I am looking for an efficient way to evaluate
$$\int_{1/4}^1 \int_{\sqrt{x-x^2}}^{\sqrt x}\left(\frac{x^2-y^2}{x^2}\right)\,\mathrm{d}y\,\mathrm{d}x$$
I have
\begin{align} I&=\int_{1/4}^1\left(\int_{\sqrt{x-x^2}}^{\sqrt x}\,dy-\frac{1}{x^2}\int_{\sqrt{x-x^2}}^{\sqrt x}y^2\,dy\right)\,dx \\&=\int_{1/4}^1\left[\sqrt x-\sqrt{x-x^2}-\frac{(\sqrt{x})^3-(\sqrt{x-x^2})^3}{3x^2}\right]\,dx \\&=\int_{1/4}^1\sqrt x\,dx-\int_{1/4}^1 \sqrt{x-x^2}\,dx-\frac{1}{3}\int_{1/4}^1 \frac{1}{\sqrt x}\,dx+\frac{1}{3}\int_{1/4}^1\frac{(x-x^2)^{3/2}}{x^2}\,dx \\&=\frac{2}{3}\left(1-\frac{1}{4^{3/2}}\right)-\frac{1}{3}-\color{darkred}{\int_{1/4}^1 \sqrt{x-x^2}\,dx}+\frac{1}{3}\color{green}{\int_{1/4}^1\frac{(x-x^2)^{3/2}}{x^2}\,dx} \end{align}
Using this answer,
$$\color{darkred}{\int_{1/4}^1 \sqrt{x-x^2}\,dx}=\frac{1}{4}\int_{-\pi/6}^{\pi/2}\cos^2\,dt=\frac{1}{8}\int_{-\pi/6}^{\pi/2}(1+\cos 2t)\,dt=\frac{1}{96}(3\sqrt 3+8\pi)$$
For $\color{green}{\int_{1/4}^1\frac{(x-x^2)^{3/2}}{x^2}\,dx}$ or even the indefinite integral, nothing comes to mind off the top of my head.
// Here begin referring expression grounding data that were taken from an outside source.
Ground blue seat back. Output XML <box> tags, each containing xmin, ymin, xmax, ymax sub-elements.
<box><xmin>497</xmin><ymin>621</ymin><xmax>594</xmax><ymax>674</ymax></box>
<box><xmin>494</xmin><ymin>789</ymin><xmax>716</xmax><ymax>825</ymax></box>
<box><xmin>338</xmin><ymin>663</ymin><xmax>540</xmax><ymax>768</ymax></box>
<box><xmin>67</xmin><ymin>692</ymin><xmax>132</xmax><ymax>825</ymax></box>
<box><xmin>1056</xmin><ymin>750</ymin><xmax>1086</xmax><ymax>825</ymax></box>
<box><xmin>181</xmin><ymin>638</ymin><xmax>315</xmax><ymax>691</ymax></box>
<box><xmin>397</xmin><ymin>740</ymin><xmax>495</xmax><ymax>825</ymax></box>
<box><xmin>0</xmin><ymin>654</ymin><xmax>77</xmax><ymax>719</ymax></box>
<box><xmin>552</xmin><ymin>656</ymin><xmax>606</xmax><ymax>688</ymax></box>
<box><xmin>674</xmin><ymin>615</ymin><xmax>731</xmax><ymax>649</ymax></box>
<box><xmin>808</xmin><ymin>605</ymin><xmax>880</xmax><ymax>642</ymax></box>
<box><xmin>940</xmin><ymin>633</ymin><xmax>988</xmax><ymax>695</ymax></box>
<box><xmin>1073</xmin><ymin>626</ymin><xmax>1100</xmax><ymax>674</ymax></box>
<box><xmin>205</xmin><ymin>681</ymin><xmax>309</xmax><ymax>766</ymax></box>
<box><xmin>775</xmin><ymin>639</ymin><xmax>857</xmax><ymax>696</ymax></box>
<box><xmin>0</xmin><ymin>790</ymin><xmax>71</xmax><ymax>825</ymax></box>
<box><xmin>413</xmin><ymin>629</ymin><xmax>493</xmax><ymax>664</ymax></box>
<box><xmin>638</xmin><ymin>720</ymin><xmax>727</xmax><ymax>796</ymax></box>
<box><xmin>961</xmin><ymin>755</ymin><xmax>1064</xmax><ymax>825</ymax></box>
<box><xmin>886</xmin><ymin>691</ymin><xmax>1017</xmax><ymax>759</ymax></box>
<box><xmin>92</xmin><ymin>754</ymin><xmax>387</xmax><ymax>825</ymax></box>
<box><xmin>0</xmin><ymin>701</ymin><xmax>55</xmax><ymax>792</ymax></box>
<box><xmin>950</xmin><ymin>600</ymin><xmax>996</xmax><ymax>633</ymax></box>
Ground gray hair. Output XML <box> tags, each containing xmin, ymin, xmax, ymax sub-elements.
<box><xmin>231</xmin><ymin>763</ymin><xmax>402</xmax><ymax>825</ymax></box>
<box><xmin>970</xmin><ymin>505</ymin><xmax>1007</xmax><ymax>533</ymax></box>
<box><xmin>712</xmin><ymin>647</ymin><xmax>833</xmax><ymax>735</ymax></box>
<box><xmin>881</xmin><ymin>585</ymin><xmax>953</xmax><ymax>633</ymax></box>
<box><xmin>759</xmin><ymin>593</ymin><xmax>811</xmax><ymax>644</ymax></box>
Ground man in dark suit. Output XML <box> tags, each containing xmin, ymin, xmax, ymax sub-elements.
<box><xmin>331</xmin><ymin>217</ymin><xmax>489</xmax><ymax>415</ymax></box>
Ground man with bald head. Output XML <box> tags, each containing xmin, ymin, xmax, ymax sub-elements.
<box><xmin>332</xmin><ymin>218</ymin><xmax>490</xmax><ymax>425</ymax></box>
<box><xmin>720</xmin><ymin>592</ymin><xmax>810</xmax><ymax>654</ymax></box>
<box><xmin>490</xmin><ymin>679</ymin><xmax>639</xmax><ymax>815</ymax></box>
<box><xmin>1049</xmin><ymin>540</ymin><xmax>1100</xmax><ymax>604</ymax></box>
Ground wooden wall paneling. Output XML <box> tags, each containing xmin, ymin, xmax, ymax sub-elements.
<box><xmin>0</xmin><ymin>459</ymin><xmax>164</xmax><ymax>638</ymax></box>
In a different approach, if I try to change the order of integration right at the start, it complicates matters for me to rewrite the region $$\sqrt{x-x^2}<y<\sqrt x\,,\,1/4<x<1$$
keeping a separate range of $y$ free of $x$ and bounding $x$ with $y$.
Any suggestion regarding specific substitution or change of variables would also be helpful.
The substitution $u=\sqrt{x}$ gives
$$ \int_{1/4}^1 \frac{(x-x^2)^{3/2}}{x^2}dx = \int_{1/4}^1 \frac{(1-x)^{3/2}}{\sqrt{x}}dx = 2\int_{1/2}^1 (1-u^2)^{3/2} du $$
Then $u=\sin t$ should do the trick.